Narejo A S, Khan M U, Alotaibi W M, Khan M M
Department of Anesthesia, College of Medicine, King Saud University, Riyadh, Saudi Arabia.
Saudi J Anaesth. 2016 Jan-Mar;10(1):110-2. doi: 10.4103/1658-354X.169489.
Epidermolysis bullosa is a group of inherited rare skin disease, characterized by bullae formation in the skin or mucous membranes. The fundamental abnormality is collagen degeneration leads to splitting of various epidermal layers. Dystrophic epidermolysis bullosa (DEB) is one of the major forms of epidermolysis bullosa. These patients often admitted to the hospital for corrective surgeries, change of dressing, contracture release, and skin grafting. Anesthetic management of these cases is always a challenge. We are reporting a case of 5-year-old boy diagnosed as a case of DEB scheduled for upper lip contracture release, skin grafting and debridement of nonhealing scars under anesthesia.
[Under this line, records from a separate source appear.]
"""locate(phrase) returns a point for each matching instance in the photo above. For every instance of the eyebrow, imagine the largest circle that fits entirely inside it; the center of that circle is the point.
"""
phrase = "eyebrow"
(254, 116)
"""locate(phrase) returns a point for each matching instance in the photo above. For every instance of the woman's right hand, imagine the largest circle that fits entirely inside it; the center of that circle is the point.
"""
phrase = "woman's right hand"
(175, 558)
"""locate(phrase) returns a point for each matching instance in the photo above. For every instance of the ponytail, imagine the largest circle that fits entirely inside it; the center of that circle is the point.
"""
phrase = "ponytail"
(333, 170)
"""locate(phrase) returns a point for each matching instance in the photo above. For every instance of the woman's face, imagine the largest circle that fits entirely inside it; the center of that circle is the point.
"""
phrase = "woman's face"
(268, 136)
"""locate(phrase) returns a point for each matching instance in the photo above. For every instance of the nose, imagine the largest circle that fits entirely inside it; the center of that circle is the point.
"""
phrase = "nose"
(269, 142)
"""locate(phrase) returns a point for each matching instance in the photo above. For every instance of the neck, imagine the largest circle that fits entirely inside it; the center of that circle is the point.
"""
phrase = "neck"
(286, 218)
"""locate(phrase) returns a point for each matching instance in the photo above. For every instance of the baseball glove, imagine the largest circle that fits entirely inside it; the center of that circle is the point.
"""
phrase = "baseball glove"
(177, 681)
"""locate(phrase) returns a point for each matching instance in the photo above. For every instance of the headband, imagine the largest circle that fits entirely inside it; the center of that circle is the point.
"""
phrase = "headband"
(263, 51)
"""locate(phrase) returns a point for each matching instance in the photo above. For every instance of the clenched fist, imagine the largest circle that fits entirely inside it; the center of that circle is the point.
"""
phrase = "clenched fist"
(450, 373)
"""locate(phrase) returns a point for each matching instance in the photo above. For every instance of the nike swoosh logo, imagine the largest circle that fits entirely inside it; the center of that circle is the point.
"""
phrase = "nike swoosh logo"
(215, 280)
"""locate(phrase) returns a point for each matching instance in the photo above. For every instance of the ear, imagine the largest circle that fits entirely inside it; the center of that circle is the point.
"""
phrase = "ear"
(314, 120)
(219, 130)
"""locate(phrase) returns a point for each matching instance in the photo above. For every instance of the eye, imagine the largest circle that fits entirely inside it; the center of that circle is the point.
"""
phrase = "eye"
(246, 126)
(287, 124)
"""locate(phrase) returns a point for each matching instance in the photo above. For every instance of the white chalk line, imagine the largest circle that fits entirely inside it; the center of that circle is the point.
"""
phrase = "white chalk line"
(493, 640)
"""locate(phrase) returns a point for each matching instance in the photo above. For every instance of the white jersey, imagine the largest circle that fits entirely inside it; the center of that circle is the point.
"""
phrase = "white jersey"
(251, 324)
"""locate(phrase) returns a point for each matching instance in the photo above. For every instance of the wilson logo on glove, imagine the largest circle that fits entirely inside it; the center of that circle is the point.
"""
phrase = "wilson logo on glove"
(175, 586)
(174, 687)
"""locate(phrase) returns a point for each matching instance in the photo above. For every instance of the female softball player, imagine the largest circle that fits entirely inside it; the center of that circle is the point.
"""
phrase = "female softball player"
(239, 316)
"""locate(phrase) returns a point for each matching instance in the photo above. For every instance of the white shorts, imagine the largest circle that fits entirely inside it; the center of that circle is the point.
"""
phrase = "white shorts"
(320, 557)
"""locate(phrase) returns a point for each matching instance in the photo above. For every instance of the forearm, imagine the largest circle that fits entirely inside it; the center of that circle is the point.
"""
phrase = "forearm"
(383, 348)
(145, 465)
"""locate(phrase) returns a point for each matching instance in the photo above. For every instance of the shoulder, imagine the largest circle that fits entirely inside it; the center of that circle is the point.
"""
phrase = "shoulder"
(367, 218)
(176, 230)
In this case, we have focused mainly on the anesthetic management, preparation of the monitoring, transportation, difficulties in establishing the venous accesses, and airway management.
大疱性表皮松解症是一组遗传性罕见皮肤病,其特征是皮肤或黏膜形成水疱。根本异常是胶原蛋白变性导致各表皮层分离。营养不良性大疱性表皮松解症(DEB)是大疱性表皮松解症的主要形式之一。这些患者常因矫正手术、换药、挛缩松解和皮肤移植而住院。这些病例的麻醉管理始终是一项挑战。我们报告一例5岁男孩,诊断为DEB,计划在麻醉下进行上唇挛缩松解、皮肤移植和不愈合瘢痕清创术。在该病例中,我们主要关注了麻醉管理、监测准备、转运、建立静脉通路的困难以及气道管理。